Thierry Hebraud, qui est Head of Corporate and Institutional Banking (CIB) de la MCB évoque, dans l’entretien qui suit, les ambitions africaines du groupe bancaire. Ce dernier revient aussi sur les grandes tendances qui animent le continent.
Publié dans Investor’s Mag, 22e édition, Oct 22 – Dec 22
Le manque d’infrastructures et leur financement constituent l’un des principaux, sinon le plus grand défi au développement de l’Afrique. Comment la MCB peut-elle jouer un rôle pour combler ces lacunes?
La majeure partie de l’Afrique accuse, effectivement, un retard en matière d’infrastructures, notamment, s’agissant des besoins énergétiques, du transport routier et ferroviaire et des infrastructures en eau. La Banque africaine de développement estime, d’ailleurs, que les besoins de financement d’infrastructures du continent atteindront USD 170 milliards annuellement d’ici 2025, avec un déficit de financement de l’ordre de USD 100 milliards par an.

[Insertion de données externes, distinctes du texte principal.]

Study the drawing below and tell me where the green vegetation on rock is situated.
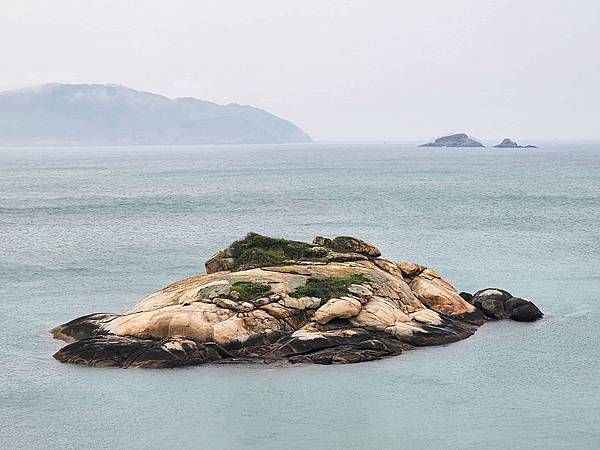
[229,233,322,270]
[231,281,271,302]
[290,274,369,300]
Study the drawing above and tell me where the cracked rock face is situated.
[52,235,541,368]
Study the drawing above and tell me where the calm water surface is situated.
[0,144,600,449]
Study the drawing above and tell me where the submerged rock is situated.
[494,138,537,148]
[52,234,542,368]
[419,133,485,147]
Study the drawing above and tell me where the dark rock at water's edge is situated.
[0,84,312,146]
[52,233,542,368]
[419,133,485,147]
[494,138,537,148]
[468,288,543,322]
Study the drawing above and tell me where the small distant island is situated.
[494,138,538,148]
[419,133,485,147]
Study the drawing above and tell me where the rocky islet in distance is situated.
[494,138,538,148]
[419,133,485,147]
[52,233,542,368]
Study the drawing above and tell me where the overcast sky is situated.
[0,0,600,140]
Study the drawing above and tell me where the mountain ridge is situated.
[0,83,312,145]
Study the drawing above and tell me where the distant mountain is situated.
[419,133,484,147]
[0,84,311,146]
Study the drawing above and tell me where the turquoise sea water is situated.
[0,144,600,449]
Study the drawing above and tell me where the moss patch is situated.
[229,233,323,270]
[231,281,271,302]
[290,274,369,300]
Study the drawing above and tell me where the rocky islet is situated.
[52,233,542,368]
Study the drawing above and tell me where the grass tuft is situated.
[231,281,271,302]
[290,274,369,300]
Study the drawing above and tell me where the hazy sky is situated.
[0,0,600,140]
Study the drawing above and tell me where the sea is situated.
[0,141,600,449]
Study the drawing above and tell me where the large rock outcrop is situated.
[419,133,484,147]
[52,234,541,367]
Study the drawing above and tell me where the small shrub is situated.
[290,274,369,300]
[229,233,322,270]
[231,281,271,302]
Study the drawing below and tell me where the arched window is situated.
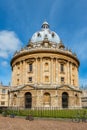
[45,62,49,71]
[25,92,32,108]
[43,92,51,106]
[62,92,69,108]
[29,63,33,72]
[60,64,64,72]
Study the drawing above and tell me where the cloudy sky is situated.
[0,0,87,85]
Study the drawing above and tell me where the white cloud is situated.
[50,0,63,21]
[1,61,8,67]
[71,28,87,60]
[0,30,22,58]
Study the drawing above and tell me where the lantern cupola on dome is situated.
[31,21,61,43]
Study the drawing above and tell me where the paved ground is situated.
[0,116,87,130]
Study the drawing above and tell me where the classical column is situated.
[51,58,53,84]
[55,59,58,84]
[67,62,70,84]
[37,58,40,84]
[35,58,38,83]
[40,58,43,84]
[70,63,72,85]
[57,60,60,84]
[23,60,26,84]
[20,61,23,84]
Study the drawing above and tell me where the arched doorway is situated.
[43,92,51,107]
[25,92,32,108]
[62,92,69,108]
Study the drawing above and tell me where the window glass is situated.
[29,64,33,72]
[60,64,64,72]
[2,89,6,93]
[29,77,32,82]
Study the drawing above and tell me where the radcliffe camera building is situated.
[9,22,81,108]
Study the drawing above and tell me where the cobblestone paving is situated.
[0,116,87,130]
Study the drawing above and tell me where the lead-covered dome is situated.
[31,22,60,43]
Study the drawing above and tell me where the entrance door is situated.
[25,92,32,108]
[62,92,68,108]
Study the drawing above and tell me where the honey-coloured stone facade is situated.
[9,22,81,108]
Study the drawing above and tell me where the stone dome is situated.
[31,22,61,43]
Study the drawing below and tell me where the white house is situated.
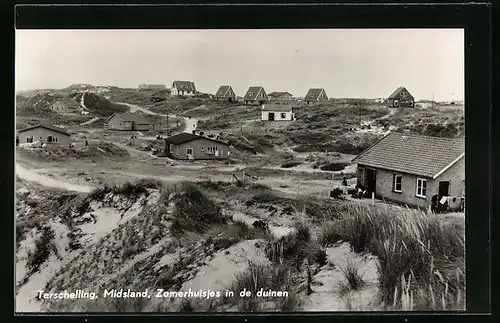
[170,81,196,96]
[262,104,295,121]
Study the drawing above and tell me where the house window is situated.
[207,146,219,154]
[359,167,365,186]
[415,178,427,198]
[392,174,403,193]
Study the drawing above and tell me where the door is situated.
[439,181,450,196]
[365,168,377,193]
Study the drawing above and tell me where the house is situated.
[304,89,328,104]
[170,81,196,96]
[268,92,293,101]
[353,132,465,208]
[165,132,230,160]
[17,124,71,147]
[214,85,236,102]
[387,86,415,108]
[243,86,269,105]
[137,83,167,90]
[104,112,151,131]
[262,104,295,121]
[49,98,81,114]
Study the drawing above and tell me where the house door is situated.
[365,168,377,193]
[439,181,450,196]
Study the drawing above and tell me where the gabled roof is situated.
[353,132,465,178]
[262,104,293,112]
[165,132,229,146]
[106,112,149,124]
[304,89,326,100]
[268,91,292,97]
[215,85,234,97]
[243,86,267,101]
[388,86,413,99]
[18,123,69,136]
[173,81,196,92]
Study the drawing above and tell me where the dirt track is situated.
[16,164,93,193]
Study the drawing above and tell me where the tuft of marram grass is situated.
[319,205,465,310]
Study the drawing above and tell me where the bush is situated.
[340,260,364,290]
[320,206,465,310]
[281,161,302,168]
[171,183,228,234]
[26,226,55,273]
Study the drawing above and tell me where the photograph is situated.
[13,28,466,313]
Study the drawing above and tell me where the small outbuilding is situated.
[353,132,465,209]
[262,104,295,121]
[104,112,151,131]
[214,85,236,102]
[387,86,415,108]
[16,124,71,146]
[165,132,230,160]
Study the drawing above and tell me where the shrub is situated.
[171,183,228,234]
[340,260,364,291]
[26,226,55,273]
[281,161,302,168]
[321,202,465,309]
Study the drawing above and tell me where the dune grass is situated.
[319,205,465,310]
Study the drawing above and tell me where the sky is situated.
[15,29,465,101]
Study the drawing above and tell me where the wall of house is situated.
[262,111,293,121]
[357,158,465,208]
[427,157,465,197]
[170,138,229,159]
[106,116,127,130]
[19,127,72,147]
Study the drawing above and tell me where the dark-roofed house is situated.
[304,89,328,104]
[104,112,151,131]
[165,132,230,160]
[387,86,415,108]
[214,85,236,102]
[267,92,293,101]
[243,86,269,105]
[17,124,71,146]
[137,83,167,90]
[262,104,295,121]
[170,81,196,96]
[353,132,465,209]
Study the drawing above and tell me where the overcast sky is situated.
[16,29,464,100]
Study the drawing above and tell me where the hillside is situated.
[16,180,465,312]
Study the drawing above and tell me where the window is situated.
[392,174,403,193]
[359,167,365,186]
[207,146,219,154]
[415,178,427,198]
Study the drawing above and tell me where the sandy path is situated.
[115,102,198,133]
[16,164,93,193]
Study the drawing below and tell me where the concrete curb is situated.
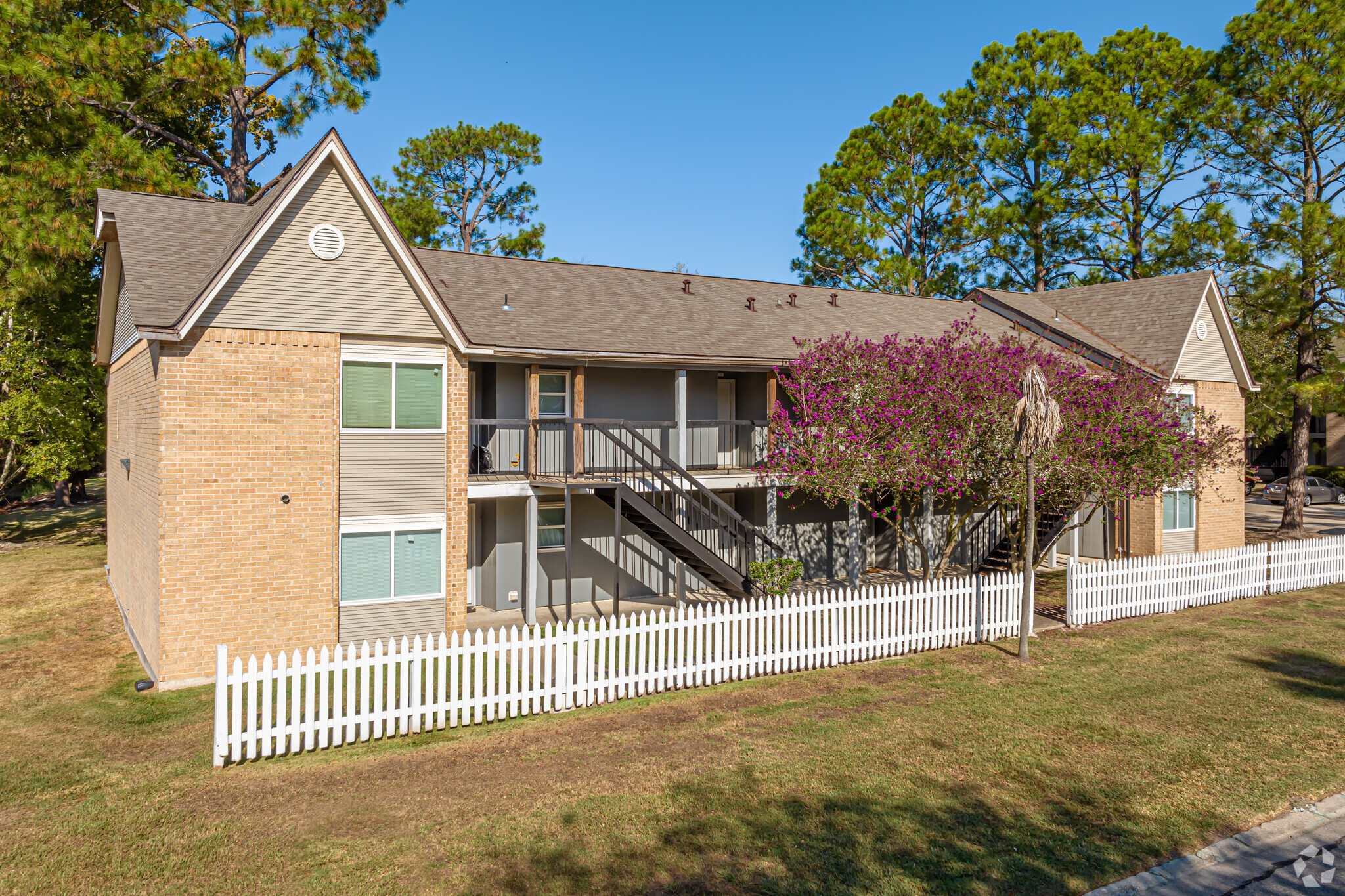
[1086,792,1345,896]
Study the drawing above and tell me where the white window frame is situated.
[336,513,448,607]
[537,370,570,419]
[336,345,448,433]
[537,501,565,553]
[1168,383,1196,432]
[1164,486,1200,532]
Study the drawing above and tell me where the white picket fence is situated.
[214,574,1022,765]
[1268,534,1345,594]
[1065,544,1266,626]
[1065,534,1345,626]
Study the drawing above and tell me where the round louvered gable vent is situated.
[308,224,345,261]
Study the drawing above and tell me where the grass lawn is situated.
[0,484,1345,893]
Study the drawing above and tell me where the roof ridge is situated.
[412,244,969,304]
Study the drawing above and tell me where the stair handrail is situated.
[616,421,784,553]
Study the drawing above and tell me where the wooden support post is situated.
[527,364,542,480]
[570,364,584,473]
[565,485,573,622]
[612,486,621,616]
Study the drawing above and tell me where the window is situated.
[340,529,444,602]
[537,503,565,548]
[340,362,444,430]
[1164,489,1196,532]
[537,371,570,416]
[1172,391,1196,433]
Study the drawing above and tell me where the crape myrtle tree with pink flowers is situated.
[760,317,1240,579]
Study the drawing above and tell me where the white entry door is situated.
[716,379,737,466]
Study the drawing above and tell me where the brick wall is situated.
[1326,414,1345,466]
[106,343,160,677]
[1196,380,1246,551]
[444,348,470,629]
[159,328,340,688]
[1130,494,1164,556]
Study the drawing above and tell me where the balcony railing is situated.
[467,416,766,480]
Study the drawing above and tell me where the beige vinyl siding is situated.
[1176,298,1237,383]
[336,598,445,649]
[108,343,162,678]
[1164,529,1196,553]
[199,164,443,339]
[112,274,136,352]
[340,430,447,516]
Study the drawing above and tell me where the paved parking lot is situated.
[1245,494,1345,534]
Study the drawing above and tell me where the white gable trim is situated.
[1173,274,1260,393]
[93,240,121,366]
[176,132,467,352]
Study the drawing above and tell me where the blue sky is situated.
[257,0,1252,282]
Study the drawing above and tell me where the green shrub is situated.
[1308,463,1345,489]
[748,557,803,595]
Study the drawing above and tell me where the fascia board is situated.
[93,242,121,367]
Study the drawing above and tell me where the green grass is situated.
[0,492,1345,895]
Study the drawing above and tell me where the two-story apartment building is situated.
[95,132,1251,688]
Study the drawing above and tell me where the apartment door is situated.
[716,377,737,466]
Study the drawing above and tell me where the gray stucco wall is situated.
[477,494,703,610]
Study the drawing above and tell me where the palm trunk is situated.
[1018,454,1037,662]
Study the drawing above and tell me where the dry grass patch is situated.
[0,492,1345,895]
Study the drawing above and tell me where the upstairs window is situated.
[537,371,570,416]
[340,362,444,430]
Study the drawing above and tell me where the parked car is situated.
[1266,475,1345,507]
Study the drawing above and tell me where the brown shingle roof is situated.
[99,144,320,328]
[413,249,1010,362]
[977,271,1210,376]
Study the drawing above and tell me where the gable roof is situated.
[413,247,1009,364]
[970,270,1259,389]
[95,129,467,363]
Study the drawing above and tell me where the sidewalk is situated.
[1087,792,1345,896]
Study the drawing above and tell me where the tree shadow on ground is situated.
[1243,650,1345,700]
[481,770,1225,896]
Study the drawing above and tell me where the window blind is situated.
[393,529,444,598]
[397,364,444,430]
[340,532,393,601]
[340,362,393,429]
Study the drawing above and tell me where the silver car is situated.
[1264,475,1345,507]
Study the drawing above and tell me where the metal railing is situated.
[682,421,768,470]
[468,417,784,591]
[467,416,768,480]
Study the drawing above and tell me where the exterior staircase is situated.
[538,419,784,598]
[977,505,1080,572]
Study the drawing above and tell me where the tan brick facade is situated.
[444,348,471,629]
[1196,380,1246,551]
[1130,496,1164,556]
[159,328,340,687]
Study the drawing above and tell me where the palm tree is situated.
[1013,364,1060,662]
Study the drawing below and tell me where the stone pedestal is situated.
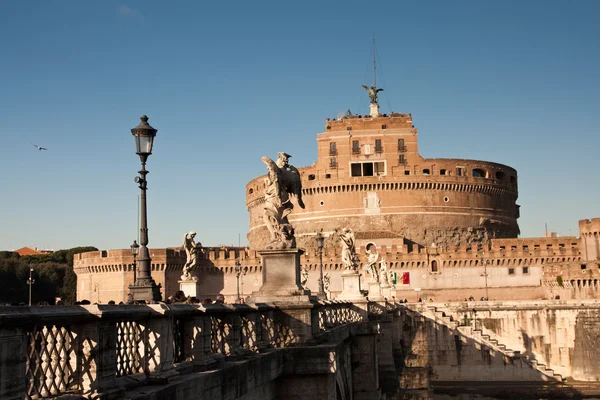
[336,271,365,301]
[381,285,396,301]
[369,103,379,117]
[129,282,162,304]
[368,282,384,301]
[250,249,310,303]
[179,280,200,299]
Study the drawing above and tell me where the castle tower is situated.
[246,90,519,253]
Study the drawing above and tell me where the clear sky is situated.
[0,0,600,249]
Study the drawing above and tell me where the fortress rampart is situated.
[75,228,600,302]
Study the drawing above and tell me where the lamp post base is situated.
[128,282,162,304]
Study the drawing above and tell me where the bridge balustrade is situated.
[0,301,367,399]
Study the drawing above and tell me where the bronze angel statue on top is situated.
[361,85,383,104]
[261,153,304,249]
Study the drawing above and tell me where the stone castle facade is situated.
[246,114,519,249]
[74,109,600,303]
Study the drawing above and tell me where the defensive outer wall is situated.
[74,218,600,303]
[246,114,519,249]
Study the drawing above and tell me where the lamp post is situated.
[129,240,140,282]
[129,115,161,303]
[27,268,35,307]
[482,251,490,301]
[316,232,326,299]
[235,260,242,303]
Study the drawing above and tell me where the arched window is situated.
[472,168,486,178]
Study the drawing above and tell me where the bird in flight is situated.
[32,143,48,151]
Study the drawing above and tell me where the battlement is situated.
[325,113,414,132]
[579,218,600,236]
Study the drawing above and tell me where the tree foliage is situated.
[0,246,98,304]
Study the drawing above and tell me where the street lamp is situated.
[129,115,161,303]
[129,240,140,282]
[27,268,35,307]
[481,251,490,301]
[316,232,326,299]
[235,260,242,303]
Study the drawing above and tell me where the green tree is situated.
[0,246,97,304]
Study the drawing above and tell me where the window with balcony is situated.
[398,139,406,151]
[350,161,385,176]
[329,142,337,156]
[471,168,487,178]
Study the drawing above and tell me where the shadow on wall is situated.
[393,306,582,399]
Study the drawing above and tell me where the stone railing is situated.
[0,301,367,399]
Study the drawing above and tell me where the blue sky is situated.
[0,0,600,249]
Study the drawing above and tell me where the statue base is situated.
[335,271,365,301]
[179,280,200,299]
[367,282,384,301]
[381,285,396,301]
[129,281,162,304]
[369,103,379,117]
[250,249,311,304]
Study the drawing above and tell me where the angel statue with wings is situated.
[361,85,383,104]
[181,232,202,281]
[261,153,304,250]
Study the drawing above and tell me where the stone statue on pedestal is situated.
[300,265,308,289]
[365,245,379,283]
[261,153,304,250]
[323,273,331,297]
[361,85,383,104]
[181,232,202,281]
[379,259,392,287]
[341,228,358,272]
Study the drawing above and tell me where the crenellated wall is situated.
[74,227,600,303]
[579,218,600,262]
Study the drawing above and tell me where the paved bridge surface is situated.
[0,300,600,400]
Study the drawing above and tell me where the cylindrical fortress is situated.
[246,114,519,249]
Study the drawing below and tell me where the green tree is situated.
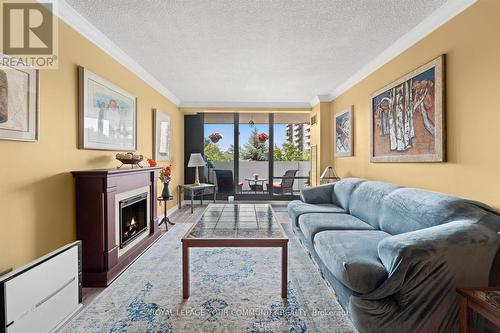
[205,142,224,161]
[240,127,269,161]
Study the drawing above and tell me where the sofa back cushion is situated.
[349,181,400,229]
[332,178,366,211]
[379,188,489,235]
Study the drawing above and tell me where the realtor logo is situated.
[0,1,57,68]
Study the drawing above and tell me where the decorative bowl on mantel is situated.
[116,153,144,169]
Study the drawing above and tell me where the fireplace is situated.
[70,167,161,286]
[119,192,148,249]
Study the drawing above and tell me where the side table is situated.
[457,287,500,333]
[158,196,175,231]
[178,183,217,214]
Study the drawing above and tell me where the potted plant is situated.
[160,165,172,199]
[208,132,222,143]
[255,133,269,143]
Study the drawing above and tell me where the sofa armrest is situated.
[300,183,335,204]
[363,220,500,299]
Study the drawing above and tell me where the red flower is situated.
[160,165,172,182]
[255,133,269,143]
[148,158,158,168]
[208,132,222,143]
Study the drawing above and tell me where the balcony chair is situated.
[267,170,299,195]
[214,169,243,194]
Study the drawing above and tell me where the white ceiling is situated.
[66,0,457,106]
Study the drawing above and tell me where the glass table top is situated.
[185,204,287,239]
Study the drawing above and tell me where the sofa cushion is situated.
[313,230,391,294]
[379,188,489,235]
[349,181,399,229]
[288,200,345,226]
[299,213,373,242]
[331,178,366,210]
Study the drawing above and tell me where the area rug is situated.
[60,224,356,333]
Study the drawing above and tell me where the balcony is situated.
[205,161,311,195]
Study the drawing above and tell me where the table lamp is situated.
[188,153,206,186]
[319,166,340,183]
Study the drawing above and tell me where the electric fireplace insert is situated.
[120,193,148,248]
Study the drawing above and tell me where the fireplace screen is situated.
[120,193,148,248]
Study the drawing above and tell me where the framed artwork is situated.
[153,109,172,161]
[333,106,353,157]
[78,67,137,151]
[370,55,445,162]
[0,54,38,141]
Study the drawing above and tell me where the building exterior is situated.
[286,123,311,152]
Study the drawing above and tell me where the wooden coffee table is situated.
[457,287,500,333]
[182,204,288,298]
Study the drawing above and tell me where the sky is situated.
[204,124,286,151]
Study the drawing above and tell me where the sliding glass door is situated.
[204,113,236,200]
[236,113,272,200]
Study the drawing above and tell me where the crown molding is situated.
[329,0,477,101]
[42,0,477,110]
[179,102,311,110]
[309,94,332,107]
[50,0,180,106]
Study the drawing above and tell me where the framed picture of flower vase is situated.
[78,67,137,151]
[0,54,39,141]
[333,106,353,157]
[153,109,172,161]
[370,55,445,162]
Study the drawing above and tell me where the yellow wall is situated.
[0,22,184,272]
[331,0,500,209]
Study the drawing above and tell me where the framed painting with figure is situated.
[153,109,172,161]
[0,54,38,141]
[333,106,353,157]
[78,67,137,151]
[370,55,445,162]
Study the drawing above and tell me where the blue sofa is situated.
[288,178,500,333]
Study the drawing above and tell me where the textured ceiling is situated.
[66,0,446,104]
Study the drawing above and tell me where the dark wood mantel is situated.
[71,167,161,287]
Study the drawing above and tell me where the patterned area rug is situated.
[60,224,356,333]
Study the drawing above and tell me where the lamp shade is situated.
[188,153,205,168]
[319,166,338,179]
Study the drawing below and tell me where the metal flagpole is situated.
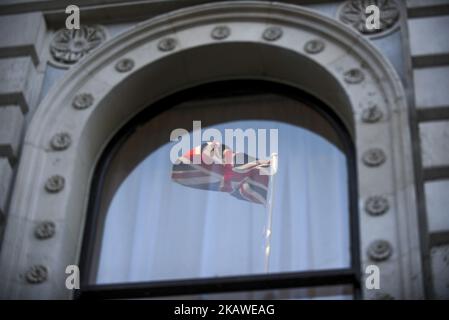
[265,153,278,273]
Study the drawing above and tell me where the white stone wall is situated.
[0,12,47,235]
[407,0,449,299]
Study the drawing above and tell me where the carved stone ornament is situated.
[115,58,134,72]
[157,38,176,51]
[45,175,65,193]
[51,132,72,151]
[211,26,231,40]
[304,39,325,54]
[344,68,365,84]
[365,196,390,216]
[50,25,106,68]
[25,265,48,284]
[362,148,386,167]
[34,221,56,240]
[368,240,393,261]
[262,27,282,41]
[362,105,383,123]
[338,0,399,36]
[72,93,94,110]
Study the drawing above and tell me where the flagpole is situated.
[264,153,278,273]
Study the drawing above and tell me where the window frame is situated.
[75,79,361,299]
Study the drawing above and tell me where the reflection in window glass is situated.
[95,120,350,283]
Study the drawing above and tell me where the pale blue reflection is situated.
[97,121,350,283]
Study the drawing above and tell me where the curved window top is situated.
[81,81,353,298]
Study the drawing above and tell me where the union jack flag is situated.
[172,141,270,205]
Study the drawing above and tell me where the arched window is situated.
[81,80,359,298]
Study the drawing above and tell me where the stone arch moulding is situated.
[0,1,422,298]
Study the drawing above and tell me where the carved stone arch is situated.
[0,1,421,298]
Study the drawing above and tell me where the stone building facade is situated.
[0,0,449,299]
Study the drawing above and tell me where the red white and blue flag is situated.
[172,141,270,205]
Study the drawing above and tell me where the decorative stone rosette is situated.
[50,25,107,68]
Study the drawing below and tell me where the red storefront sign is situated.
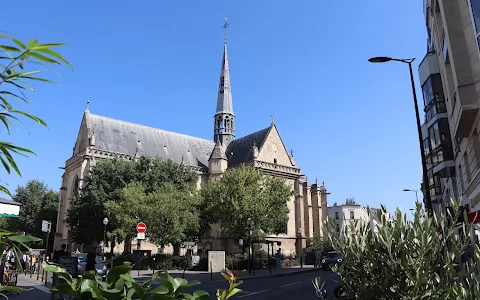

Les secteurs de l’énergie, des infrastructures du traitement des eaux et des transports nécessiteront les investissements les plus importants (de USD 25 à 50 milliards, USD 56 à 66 milliards et USD 35 à 47 milliards respectivement) afin d’atteindre un taux d’électrification urbain et d’accès à l’eau potable de 100% d’ici 2025.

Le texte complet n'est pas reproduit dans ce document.